The median is simply the middle data point…it does not tell us anything about the range of the data or the shape of the distribution. I’ll give examples if you want.
I’m not sure how it is biased since the study includes nearly ALL repair data for the entire country. As I stated (from the paper), the Swedish Hernia Registry includes data from almost 98% of hernia repairs performed in Sweden during that time period. The likelihood of bias when only 2% of repairs are excluded is rather small (but, as I said, it would be very nice to know the nature of that 2% not covered).
They did not exclude surgeon volume from their analysis…they excluded it from their final model (very different). They fit a series of models and progressively removed variables that didn’t offer explanatory value. By virtue of not including it in their final model, the implication is that surgeon volume did not offer as much explanatory power in differentiating between groups as did repair type. I would still like to see some discussion of the models that included surgeon volume…some details on how little the final results changed by that variable’s inclusion and exclusion.

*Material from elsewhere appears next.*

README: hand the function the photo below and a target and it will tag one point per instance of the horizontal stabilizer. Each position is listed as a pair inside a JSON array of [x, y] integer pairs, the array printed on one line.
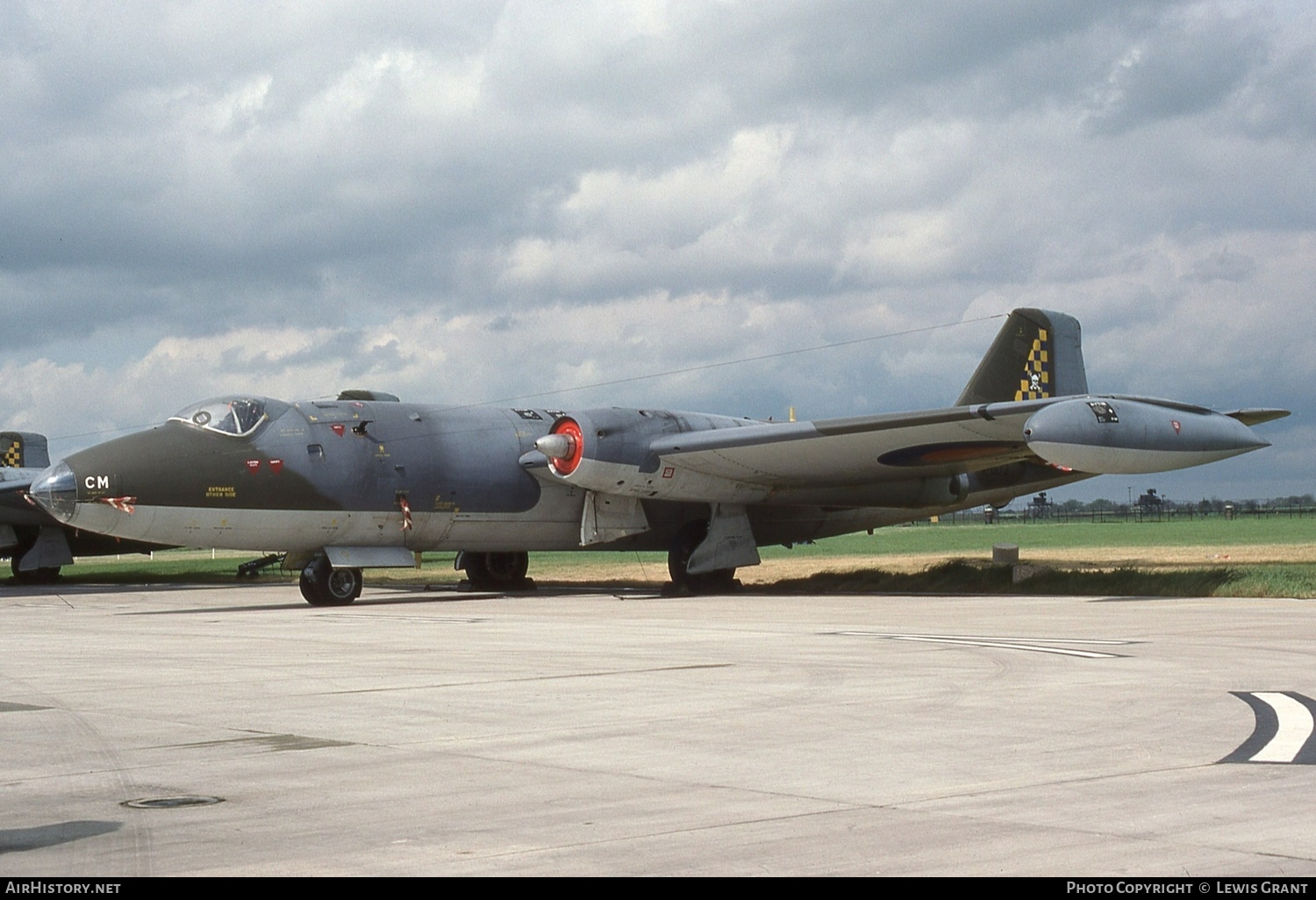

Again, my real concern is they way they operationalized that variable…they chose to code it as ‘above or below median’…however, again, the median is merely the middle data point and tells us nothing about the range of surgeon volume or the shape of the distribution of surgeon volume. All we know is that roughly half had repairs from their definition of low-volume. That is not enough info, IMHO, to judge whether that was the best way to treat that variable.